As I strolled back to my room I noticed the usual gang of bugs circling the street lights, or so I thought. There are always bugs flitting about in Thailand, whether in the midday sun or the evening murk. I’d grown used to being hit in the head by an errant flying cockchafer from time to time, so I had no foreboding of what lay ahead.
Flying critters seemed rather thicker than usual around the front door of the place where I roomed, but I was unprepared for the horror that lurked in my bedroom – for I had unwisely left my light on, and the flying termites are great lovers of light, seeking it out with suicidal determination for their mating rituals.
My bed was covered with a pulsating blanket of them, writhing and shedding their wings, to become mindless little slugs crawling about my most cherished private space.
I sprang to the bed, ripped the coverlet off, and vigorously shook it outside on my balcony. Bad mistake, because in going out to my balcony I had to turn the balcony light on. This attracted a million more flying termites, which began landing on me and invading my bedroom by the thousands.
With a wild shriek I raced back inside and shut the balcony door. The flying termites were doing tangoes down my backside and the rumba in my hair.
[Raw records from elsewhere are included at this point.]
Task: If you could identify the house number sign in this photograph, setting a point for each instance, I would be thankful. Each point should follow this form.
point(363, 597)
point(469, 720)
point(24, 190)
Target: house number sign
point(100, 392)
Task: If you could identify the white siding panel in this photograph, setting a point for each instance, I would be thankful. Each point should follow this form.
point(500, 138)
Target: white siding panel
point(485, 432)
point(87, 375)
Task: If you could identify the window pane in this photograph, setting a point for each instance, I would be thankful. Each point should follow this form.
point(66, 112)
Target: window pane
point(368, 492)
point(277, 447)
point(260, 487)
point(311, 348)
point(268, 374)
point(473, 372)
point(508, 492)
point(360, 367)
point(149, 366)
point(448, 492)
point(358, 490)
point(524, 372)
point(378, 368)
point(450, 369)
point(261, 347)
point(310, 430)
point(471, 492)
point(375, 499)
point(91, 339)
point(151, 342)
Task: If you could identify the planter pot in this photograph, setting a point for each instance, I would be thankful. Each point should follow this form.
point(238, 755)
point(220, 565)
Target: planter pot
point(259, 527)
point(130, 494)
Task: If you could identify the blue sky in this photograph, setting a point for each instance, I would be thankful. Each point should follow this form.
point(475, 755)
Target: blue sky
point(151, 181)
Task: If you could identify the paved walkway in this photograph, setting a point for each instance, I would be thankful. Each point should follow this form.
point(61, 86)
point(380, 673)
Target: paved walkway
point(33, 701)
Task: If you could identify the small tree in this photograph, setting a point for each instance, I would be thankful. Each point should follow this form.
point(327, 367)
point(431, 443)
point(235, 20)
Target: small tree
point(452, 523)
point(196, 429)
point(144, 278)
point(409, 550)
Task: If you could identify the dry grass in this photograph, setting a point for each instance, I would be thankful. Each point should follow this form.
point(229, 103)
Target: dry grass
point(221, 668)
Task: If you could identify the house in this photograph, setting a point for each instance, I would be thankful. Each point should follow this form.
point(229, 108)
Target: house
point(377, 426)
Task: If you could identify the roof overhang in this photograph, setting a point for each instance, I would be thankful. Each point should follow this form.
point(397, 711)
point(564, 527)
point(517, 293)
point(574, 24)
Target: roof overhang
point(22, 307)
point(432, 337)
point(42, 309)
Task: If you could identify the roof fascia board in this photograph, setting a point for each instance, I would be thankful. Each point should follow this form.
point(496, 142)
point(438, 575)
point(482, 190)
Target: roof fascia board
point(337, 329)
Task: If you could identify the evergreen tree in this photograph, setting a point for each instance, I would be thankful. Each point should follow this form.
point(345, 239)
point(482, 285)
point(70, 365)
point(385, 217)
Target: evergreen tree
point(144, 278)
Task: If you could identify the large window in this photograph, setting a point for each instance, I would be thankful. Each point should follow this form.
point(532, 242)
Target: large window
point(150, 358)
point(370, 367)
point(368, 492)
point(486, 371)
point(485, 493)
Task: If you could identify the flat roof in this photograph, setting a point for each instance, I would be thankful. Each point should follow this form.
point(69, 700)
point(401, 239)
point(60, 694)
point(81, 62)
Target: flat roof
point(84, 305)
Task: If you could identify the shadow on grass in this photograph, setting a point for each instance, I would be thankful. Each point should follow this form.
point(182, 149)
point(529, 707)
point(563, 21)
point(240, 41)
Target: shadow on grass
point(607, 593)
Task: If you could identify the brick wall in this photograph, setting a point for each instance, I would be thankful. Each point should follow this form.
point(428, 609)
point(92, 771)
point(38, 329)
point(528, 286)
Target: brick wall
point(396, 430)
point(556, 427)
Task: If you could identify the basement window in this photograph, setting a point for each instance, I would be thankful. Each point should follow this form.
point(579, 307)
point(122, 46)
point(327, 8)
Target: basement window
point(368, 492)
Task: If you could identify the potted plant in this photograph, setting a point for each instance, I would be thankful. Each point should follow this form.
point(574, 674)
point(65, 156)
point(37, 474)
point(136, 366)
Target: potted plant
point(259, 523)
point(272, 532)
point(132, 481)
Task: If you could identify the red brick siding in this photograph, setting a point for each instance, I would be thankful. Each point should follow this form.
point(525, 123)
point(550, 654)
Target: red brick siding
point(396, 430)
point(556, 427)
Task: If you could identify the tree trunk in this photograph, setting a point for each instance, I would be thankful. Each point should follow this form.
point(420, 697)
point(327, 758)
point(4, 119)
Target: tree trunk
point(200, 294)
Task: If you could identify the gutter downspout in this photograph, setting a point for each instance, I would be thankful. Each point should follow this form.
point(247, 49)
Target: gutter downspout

They did not bite or pinch, but their slow crawling on my body was exquisitely nauseating. They were all over the floor, and I began to slip as I squashed them by the hundreds, inadvertently making a gooey flying termite paste.
I retreated from my room, a gibbering wreck, and sought out the proprietor. He merely smiled and said, yup, those flying termites come out pretty thick this time of year after a good rain. They’ll be gone in a few hours, he assured me. Then, in the morning, he’d send the maid upstairs to my room to vacuum up all the dead, brown corpses.
I gave myself one last shake, like a wet dog, and settled into a leather chair in the darkened lobby – they knew enough to shut off the lights to keep the flying termites to a minimum. I slept in that chair that night, with no regrets – only an occasional flying termite blundering down on me from the ceiling.
The next day my room was spic and span, as if there had never been any creeping horror there the previous night. The proprietor cheerfully informed me that for the next two months, every time it rained, we’d get a new swarm.
Believe me, I never left my bedroom light on again when I was out.
And if Stephen King reads this, I’ve got first dibs on the story rights!